Nous marchâmes pendant trois bonnes heures, agrémentées de nombreuses pauses et franchissements de clôtures. Nous avions visiblement échoué sur une île exclusivement dédiée à l'élevage. Vaches, porcs, moutons, chèvres, quelques chevaux et ânes. Nous avions même dû contourner un enclos rempli de lapins. D'autres se baladaient en liberté dans les prés, fuyant à notre approche. Des volailles aussi apparaissaient parfois ici et là, picorant le sol sans nous prêter attention. Nous avions une fois aperçu une ferme et l'avions rejointe, mais après quelques minutes d'expectative et de martèlement de porte, elle s'était avérée déserte. Les propriétaires semblaient s'être absentés pour un moment, ou pour rejoindre la ville ou pour vérifier ailleurs l'un de leurs troupeaux. Il ne faisait pas énormément chaud, mais le soleil pesait tout de même, ce qui m'avait apporté le réconfort de voir les trois filles se taire, concentrant leur force pour mettre un pied devant l'autre. Puis le soir commença à tomber, et nous étions toujours sur cette île sans avoir repéré le moindre ferry.
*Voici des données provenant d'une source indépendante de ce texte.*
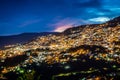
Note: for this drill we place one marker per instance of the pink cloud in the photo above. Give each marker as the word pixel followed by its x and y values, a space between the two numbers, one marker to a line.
pixel 62 25
pixel 26 23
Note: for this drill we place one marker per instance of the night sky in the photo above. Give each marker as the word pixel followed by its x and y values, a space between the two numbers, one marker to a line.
pixel 19 16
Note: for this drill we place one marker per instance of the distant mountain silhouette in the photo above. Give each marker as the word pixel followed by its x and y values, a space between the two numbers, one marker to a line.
pixel 21 38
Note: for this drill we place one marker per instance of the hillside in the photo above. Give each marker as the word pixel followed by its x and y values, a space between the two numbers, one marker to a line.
pixel 70 52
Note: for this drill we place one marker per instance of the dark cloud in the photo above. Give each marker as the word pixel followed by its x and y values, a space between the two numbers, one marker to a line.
pixel 88 4
pixel 14 13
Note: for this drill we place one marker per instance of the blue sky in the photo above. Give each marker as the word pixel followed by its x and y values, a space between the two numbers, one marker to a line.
pixel 19 16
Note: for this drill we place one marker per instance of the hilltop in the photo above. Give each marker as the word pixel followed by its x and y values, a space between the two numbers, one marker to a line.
pixel 85 44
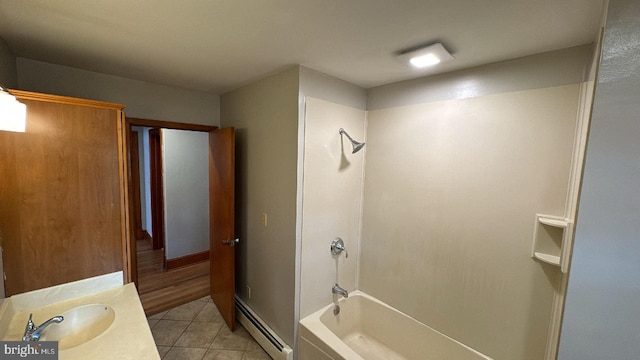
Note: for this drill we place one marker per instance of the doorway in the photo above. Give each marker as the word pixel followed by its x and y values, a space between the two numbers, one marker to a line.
pixel 161 284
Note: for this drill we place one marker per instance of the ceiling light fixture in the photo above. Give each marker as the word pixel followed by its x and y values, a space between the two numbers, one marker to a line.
pixel 426 56
pixel 13 114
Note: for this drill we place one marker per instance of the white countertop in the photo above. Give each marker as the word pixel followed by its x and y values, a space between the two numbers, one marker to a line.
pixel 128 337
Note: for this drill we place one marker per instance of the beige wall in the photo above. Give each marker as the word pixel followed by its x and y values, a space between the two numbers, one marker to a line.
pixel 602 319
pixel 450 195
pixel 265 115
pixel 142 99
pixel 332 200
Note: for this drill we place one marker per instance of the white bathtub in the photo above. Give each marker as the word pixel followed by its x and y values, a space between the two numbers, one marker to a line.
pixel 366 328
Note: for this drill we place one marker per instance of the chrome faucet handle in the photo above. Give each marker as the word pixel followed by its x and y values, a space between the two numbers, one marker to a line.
pixel 29 329
pixel 30 325
pixel 337 247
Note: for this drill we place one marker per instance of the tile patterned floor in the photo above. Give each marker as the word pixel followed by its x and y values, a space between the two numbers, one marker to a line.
pixel 196 331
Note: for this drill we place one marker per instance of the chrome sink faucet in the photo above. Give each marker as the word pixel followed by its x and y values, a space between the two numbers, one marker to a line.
pixel 33 332
pixel 336 289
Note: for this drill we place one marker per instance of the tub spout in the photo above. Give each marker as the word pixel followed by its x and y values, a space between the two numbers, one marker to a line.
pixel 336 289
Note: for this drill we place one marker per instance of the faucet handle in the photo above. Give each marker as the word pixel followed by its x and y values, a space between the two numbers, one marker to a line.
pixel 29 329
pixel 30 325
pixel 337 247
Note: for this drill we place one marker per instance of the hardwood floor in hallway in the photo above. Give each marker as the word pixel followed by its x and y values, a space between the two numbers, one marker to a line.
pixel 161 289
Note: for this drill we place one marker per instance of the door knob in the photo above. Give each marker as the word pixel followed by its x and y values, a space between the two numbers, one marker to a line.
pixel 230 242
pixel 337 247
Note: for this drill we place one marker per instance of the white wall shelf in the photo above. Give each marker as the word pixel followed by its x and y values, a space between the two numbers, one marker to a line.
pixel 552 237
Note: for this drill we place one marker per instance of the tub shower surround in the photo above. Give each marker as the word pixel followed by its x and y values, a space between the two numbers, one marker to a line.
pixel 439 212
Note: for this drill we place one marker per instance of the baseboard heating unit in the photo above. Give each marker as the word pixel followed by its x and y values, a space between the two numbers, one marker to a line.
pixel 270 342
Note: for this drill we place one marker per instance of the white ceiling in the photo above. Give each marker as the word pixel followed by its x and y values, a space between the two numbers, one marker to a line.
pixel 219 45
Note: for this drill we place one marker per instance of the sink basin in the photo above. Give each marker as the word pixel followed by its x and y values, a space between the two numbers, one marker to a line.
pixel 80 325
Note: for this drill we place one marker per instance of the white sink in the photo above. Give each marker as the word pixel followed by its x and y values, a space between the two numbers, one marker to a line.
pixel 81 324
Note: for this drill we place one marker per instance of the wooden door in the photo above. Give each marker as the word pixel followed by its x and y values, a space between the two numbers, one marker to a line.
pixel 61 199
pixel 221 213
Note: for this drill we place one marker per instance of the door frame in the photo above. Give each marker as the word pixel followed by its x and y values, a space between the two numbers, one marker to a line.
pixel 130 251
pixel 156 185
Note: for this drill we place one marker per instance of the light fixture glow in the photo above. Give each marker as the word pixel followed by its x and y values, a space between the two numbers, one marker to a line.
pixel 424 60
pixel 426 56
pixel 13 114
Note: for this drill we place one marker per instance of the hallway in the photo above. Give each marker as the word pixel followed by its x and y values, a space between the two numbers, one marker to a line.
pixel 161 290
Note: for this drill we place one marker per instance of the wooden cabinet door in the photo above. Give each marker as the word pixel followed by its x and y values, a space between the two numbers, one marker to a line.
pixel 222 212
pixel 60 195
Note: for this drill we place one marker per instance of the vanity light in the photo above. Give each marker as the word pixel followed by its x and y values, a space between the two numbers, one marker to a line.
pixel 426 56
pixel 13 114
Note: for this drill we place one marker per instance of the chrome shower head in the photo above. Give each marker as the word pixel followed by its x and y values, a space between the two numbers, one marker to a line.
pixel 357 146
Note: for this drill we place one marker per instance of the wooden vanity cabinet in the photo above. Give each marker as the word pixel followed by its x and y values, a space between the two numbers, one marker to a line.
pixel 62 199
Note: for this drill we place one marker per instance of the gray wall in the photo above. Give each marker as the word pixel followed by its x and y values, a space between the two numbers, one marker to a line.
pixel 602 313
pixel 185 157
pixel 8 70
pixel 142 99
pixel 555 68
pixel 265 116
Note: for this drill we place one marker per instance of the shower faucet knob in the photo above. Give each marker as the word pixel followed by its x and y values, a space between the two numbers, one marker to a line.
pixel 337 247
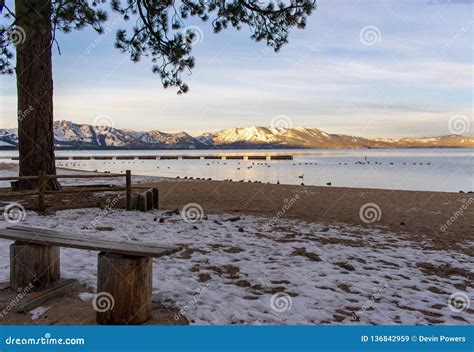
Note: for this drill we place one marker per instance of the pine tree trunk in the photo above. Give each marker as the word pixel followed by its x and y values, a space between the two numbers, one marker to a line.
pixel 35 92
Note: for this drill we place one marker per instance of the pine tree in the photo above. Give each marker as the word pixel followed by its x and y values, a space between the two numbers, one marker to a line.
pixel 158 32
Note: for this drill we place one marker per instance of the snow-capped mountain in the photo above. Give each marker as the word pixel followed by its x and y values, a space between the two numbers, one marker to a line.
pixel 71 135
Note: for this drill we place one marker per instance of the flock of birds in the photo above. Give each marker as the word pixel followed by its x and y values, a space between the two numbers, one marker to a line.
pixel 239 167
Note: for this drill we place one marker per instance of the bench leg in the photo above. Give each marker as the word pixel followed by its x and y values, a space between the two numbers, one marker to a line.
pixel 33 265
pixel 127 281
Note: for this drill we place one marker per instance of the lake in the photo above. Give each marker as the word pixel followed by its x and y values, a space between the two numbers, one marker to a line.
pixel 447 170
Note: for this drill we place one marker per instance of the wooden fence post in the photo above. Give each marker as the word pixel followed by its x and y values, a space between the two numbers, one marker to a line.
pixel 128 185
pixel 42 179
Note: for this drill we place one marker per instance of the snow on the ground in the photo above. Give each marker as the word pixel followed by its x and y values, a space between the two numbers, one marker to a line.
pixel 239 272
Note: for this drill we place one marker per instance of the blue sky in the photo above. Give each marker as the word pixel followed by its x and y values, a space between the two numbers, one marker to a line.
pixel 412 78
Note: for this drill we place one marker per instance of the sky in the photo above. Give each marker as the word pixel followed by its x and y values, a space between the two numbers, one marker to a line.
pixel 370 68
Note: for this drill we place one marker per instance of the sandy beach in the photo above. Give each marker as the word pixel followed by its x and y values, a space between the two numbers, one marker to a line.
pixel 423 215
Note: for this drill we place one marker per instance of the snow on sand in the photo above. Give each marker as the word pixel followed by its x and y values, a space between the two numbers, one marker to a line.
pixel 242 272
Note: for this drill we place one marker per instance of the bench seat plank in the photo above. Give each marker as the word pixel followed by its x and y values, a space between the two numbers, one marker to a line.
pixel 79 241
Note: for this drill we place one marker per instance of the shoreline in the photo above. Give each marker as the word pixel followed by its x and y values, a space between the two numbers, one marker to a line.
pixel 444 219
pixel 422 215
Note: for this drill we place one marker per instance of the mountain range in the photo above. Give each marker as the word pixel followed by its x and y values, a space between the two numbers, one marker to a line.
pixel 69 135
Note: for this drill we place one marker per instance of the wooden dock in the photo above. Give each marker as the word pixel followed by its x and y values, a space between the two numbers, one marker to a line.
pixel 174 157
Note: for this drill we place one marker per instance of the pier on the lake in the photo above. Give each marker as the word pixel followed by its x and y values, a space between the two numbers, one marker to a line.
pixel 172 157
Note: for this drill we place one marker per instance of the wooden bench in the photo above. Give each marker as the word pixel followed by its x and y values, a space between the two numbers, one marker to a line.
pixel 124 268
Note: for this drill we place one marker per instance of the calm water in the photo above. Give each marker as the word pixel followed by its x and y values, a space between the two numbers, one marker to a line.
pixel 448 170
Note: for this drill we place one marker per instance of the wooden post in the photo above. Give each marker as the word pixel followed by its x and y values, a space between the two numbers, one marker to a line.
pixel 41 191
pixel 33 264
pixel 156 198
pixel 126 282
pixel 128 185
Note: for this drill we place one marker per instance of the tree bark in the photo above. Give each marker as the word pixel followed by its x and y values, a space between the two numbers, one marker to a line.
pixel 35 92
- J'ai l'impression qu'on aura bientôt fait le tour., marmonna Tishie lorsque j'ordonnai une dernière pause. Pourquoi ne sommes-nous pas parties par l'autre côté ?

J'estimai qu'il s'agissait d'une question rhétorique et ne répondis pas. Au lieu de cela, je me contentai d'enlever mon manteau et de m'asseoir par terre, vérifiant qu'il n'y avait pas autour de moi trop de pierres qui gêneraient mon couchage.

- Qu'est-ce que vous faites ?, me demanda Sue avec curiosité.
- Je vais dormir.
- Mais nous n'avons pas mangé !
- A moins que vous ne souhaitiez chasser l'une de ces pauvres bêtes, en effet, nous ne mangerons pas., répondis-je doucement. Mais sauter un repas ne nous tuera pas. Reposez-vous, demain nous trouverons le ferry.
- On ne peut pas dormir par terre !, s'offusqua Tishie.
- Les vaches vont nous marcher dessus !, rajouta Mai.
- Nous sommes dans le pré de moutons, et ils sont trop timides pour nous approcher. Aucune crainte à avoir.

Je m'allongeai, rabattis mon manteau par-dessus moi comme une couverture et fermai les yeux. J'entendis les filles s'agiter un moment, pester alors qu'elles cherchaient une position confortable.

- Vous regretterez tout cela un jour, River., chuchota l'une d'elle. Je vous le promets.